3. Laboratory practices: Laboratory practices (6 hours in 6 sessions) are compulsory attendance. In them, the student will acquire the necessary experimental and manual skills in the study of chemistry and the real application of the concepts studied in the theoretical classes will be verified.
The evaluation system will be continued based on two points:
• During the academic year students will be proposed two works that represent 30% of the final grade. In these works of evaluating core competencies CB3, CB4 and CB5 having a 30% in the value of the note and 70% of the notes represent him all the specific competencies.

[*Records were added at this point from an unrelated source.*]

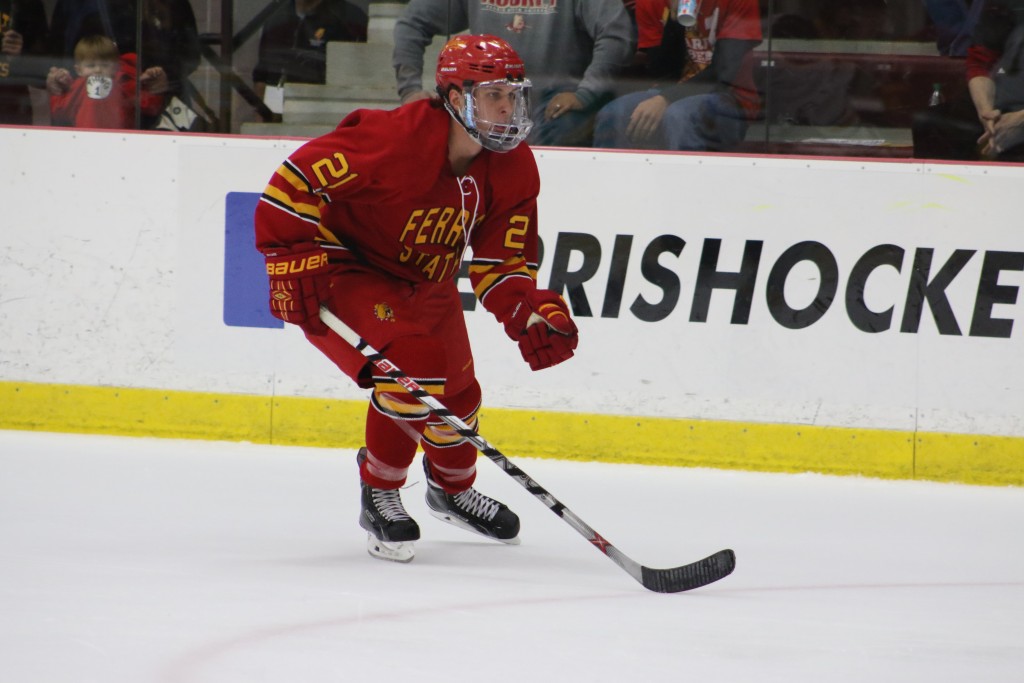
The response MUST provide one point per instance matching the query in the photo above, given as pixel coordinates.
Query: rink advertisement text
(887, 288)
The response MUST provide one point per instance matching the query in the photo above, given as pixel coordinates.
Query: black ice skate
(472, 511)
(391, 530)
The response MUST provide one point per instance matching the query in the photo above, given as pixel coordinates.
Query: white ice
(164, 561)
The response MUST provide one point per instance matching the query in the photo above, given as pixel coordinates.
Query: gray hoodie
(566, 43)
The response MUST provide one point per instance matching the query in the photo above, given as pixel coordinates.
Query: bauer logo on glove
(542, 326)
(299, 282)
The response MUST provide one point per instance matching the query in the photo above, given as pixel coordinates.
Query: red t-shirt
(111, 104)
(717, 19)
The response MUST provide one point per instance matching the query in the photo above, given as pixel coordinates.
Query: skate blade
(393, 552)
(455, 521)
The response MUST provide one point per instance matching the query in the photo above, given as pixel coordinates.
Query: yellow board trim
(317, 422)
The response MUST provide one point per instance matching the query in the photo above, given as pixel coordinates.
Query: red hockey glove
(542, 326)
(298, 285)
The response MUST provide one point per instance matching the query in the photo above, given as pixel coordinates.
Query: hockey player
(373, 220)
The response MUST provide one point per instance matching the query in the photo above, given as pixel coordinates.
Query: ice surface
(145, 560)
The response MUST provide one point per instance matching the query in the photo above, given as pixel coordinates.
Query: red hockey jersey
(380, 189)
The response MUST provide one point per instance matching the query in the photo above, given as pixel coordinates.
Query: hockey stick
(672, 580)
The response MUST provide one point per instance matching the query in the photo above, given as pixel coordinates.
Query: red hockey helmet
(472, 65)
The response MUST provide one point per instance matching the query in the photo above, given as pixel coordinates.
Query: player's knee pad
(465, 406)
(422, 358)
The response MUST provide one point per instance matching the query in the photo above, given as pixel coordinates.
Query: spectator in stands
(991, 125)
(102, 95)
(572, 51)
(23, 42)
(954, 22)
(709, 105)
(169, 50)
(293, 44)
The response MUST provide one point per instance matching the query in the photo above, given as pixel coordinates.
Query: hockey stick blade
(675, 580)
(688, 577)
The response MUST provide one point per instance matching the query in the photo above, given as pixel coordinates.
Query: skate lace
(477, 504)
(388, 504)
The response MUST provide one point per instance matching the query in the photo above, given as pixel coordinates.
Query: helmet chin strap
(470, 130)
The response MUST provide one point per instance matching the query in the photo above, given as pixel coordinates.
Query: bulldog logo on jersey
(384, 312)
(98, 87)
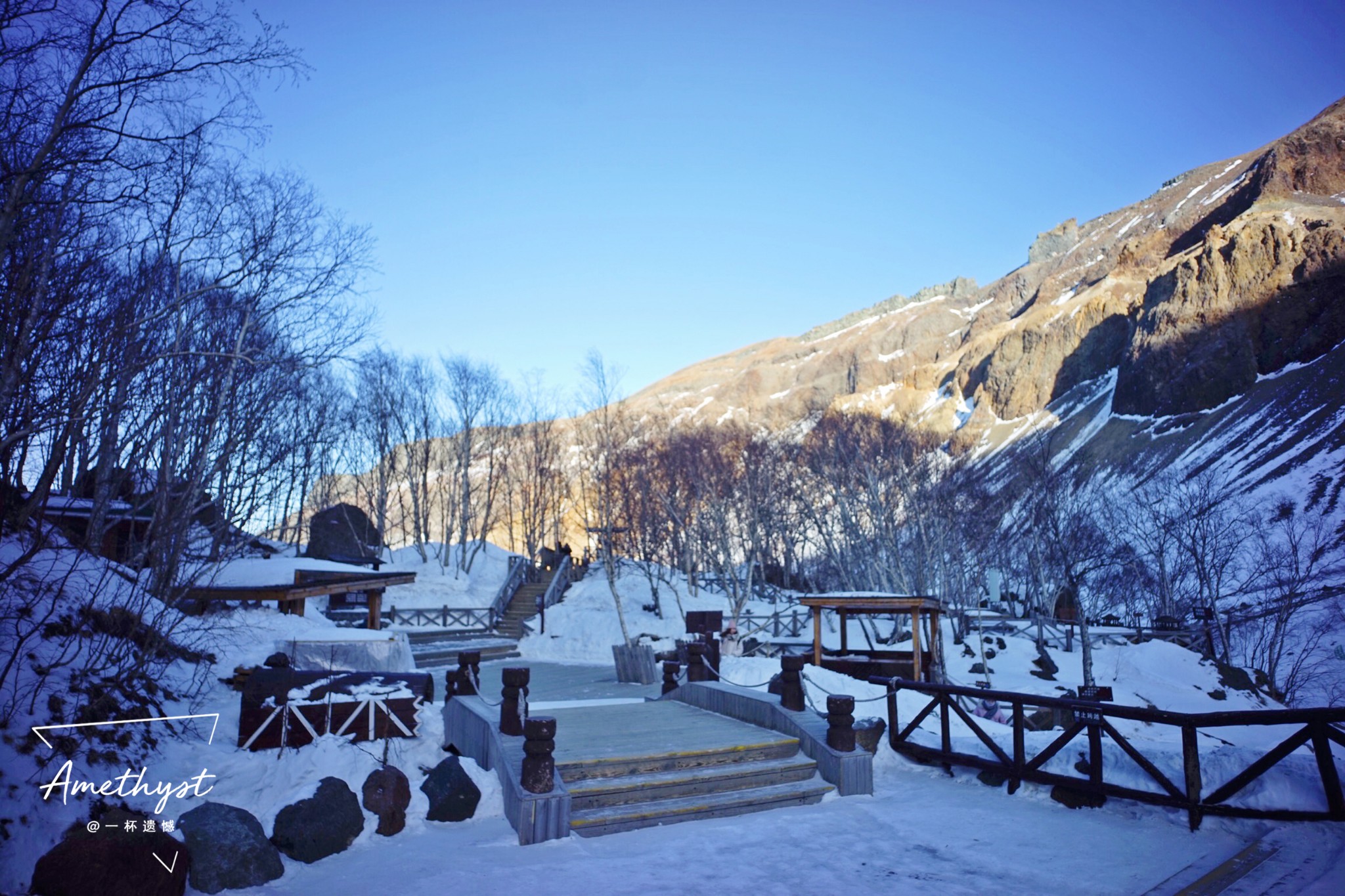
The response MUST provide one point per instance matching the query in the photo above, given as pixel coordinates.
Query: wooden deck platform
(636, 765)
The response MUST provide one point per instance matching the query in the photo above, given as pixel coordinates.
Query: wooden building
(919, 662)
(309, 584)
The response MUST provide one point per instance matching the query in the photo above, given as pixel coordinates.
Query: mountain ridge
(1225, 273)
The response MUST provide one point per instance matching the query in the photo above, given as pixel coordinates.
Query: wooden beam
(817, 637)
(915, 644)
(298, 593)
(376, 609)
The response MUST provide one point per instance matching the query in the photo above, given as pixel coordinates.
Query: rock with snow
(387, 794)
(868, 733)
(1057, 241)
(114, 861)
(1076, 798)
(452, 794)
(322, 825)
(229, 849)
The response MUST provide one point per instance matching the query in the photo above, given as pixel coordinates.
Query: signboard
(1094, 694)
(704, 621)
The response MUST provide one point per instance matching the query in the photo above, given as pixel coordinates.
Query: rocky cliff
(1181, 301)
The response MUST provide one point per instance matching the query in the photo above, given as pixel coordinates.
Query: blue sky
(666, 182)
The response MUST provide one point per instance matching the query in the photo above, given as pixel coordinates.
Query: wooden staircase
(523, 605)
(759, 770)
(433, 649)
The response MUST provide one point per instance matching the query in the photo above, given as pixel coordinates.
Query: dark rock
(1235, 677)
(868, 733)
(992, 778)
(322, 825)
(1042, 720)
(451, 790)
(1046, 662)
(114, 861)
(387, 794)
(1076, 798)
(343, 531)
(1057, 241)
(229, 849)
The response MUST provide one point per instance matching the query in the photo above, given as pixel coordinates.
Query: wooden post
(376, 609)
(468, 672)
(539, 765)
(1095, 754)
(892, 716)
(791, 683)
(670, 672)
(1191, 763)
(695, 670)
(1020, 753)
(915, 645)
(1327, 767)
(841, 721)
(817, 637)
(514, 699)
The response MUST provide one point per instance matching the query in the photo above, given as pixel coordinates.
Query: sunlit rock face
(1225, 274)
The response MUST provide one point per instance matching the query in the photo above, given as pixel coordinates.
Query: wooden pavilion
(309, 584)
(915, 664)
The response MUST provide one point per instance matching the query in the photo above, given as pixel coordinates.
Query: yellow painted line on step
(1231, 871)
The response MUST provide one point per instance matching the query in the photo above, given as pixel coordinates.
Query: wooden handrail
(1320, 729)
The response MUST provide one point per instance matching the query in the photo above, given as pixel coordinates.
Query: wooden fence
(1315, 727)
(776, 625)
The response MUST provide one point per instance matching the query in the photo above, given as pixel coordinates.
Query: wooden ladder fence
(1319, 727)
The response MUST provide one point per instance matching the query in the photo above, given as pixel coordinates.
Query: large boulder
(322, 825)
(229, 849)
(114, 861)
(451, 790)
(387, 794)
(868, 733)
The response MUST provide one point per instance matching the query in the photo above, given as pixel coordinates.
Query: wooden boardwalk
(595, 735)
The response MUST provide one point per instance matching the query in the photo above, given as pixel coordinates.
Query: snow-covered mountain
(1202, 320)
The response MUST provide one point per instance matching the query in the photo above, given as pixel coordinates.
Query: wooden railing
(518, 568)
(558, 584)
(1315, 727)
(776, 625)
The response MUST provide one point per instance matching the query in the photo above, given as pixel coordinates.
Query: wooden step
(598, 793)
(595, 822)
(770, 747)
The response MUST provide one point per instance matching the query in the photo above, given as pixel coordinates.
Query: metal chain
(477, 684)
(881, 696)
(707, 661)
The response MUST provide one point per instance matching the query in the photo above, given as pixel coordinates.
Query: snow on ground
(439, 581)
(920, 832)
(584, 626)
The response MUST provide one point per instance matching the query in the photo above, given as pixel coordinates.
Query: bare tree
(603, 435)
(481, 409)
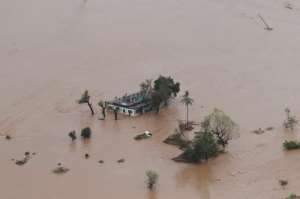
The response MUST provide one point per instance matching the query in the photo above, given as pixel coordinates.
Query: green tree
(86, 132)
(290, 121)
(203, 147)
(152, 178)
(103, 107)
(187, 101)
(167, 87)
(85, 99)
(220, 125)
(164, 89)
(146, 87)
(116, 110)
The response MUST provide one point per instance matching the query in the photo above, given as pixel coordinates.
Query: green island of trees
(216, 130)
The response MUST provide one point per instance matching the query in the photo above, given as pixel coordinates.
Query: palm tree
(187, 101)
(85, 99)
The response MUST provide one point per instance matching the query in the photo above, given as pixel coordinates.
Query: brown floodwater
(50, 51)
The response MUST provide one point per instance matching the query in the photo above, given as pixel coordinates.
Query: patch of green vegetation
(177, 139)
(203, 147)
(291, 145)
(86, 132)
(152, 178)
(290, 121)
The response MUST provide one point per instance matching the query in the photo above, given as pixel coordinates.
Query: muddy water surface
(50, 51)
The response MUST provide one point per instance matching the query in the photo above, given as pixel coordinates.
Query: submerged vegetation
(220, 125)
(72, 135)
(187, 101)
(216, 130)
(86, 132)
(152, 178)
(203, 147)
(177, 139)
(291, 145)
(290, 122)
(164, 89)
(85, 99)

• Finally, a final exam including all contents of the syllabus will be made. These contents are evaluated using basically theoretical questions and numerical problems. The note will review 70% of the final grade. This paragraph has a peculiarity; the student will need a minimum grade. The student must correctly answer 45% of the examination (4.5 points out of 10 on the test). The all specific skills are evaluated.
EVALUATION SYSTEM
"In cases of fraudulent conduct of exercises or tests, the provisions of the" Regulations for assessing the academic performance of students and reviewing grades "shall apply.
In my opinion, the average student will spend an hour of personal study for each hour of class.
Problems for performing needed about 7 hours.
For the labs will require between 1 and 2 hours.
The main thing is to study day by day.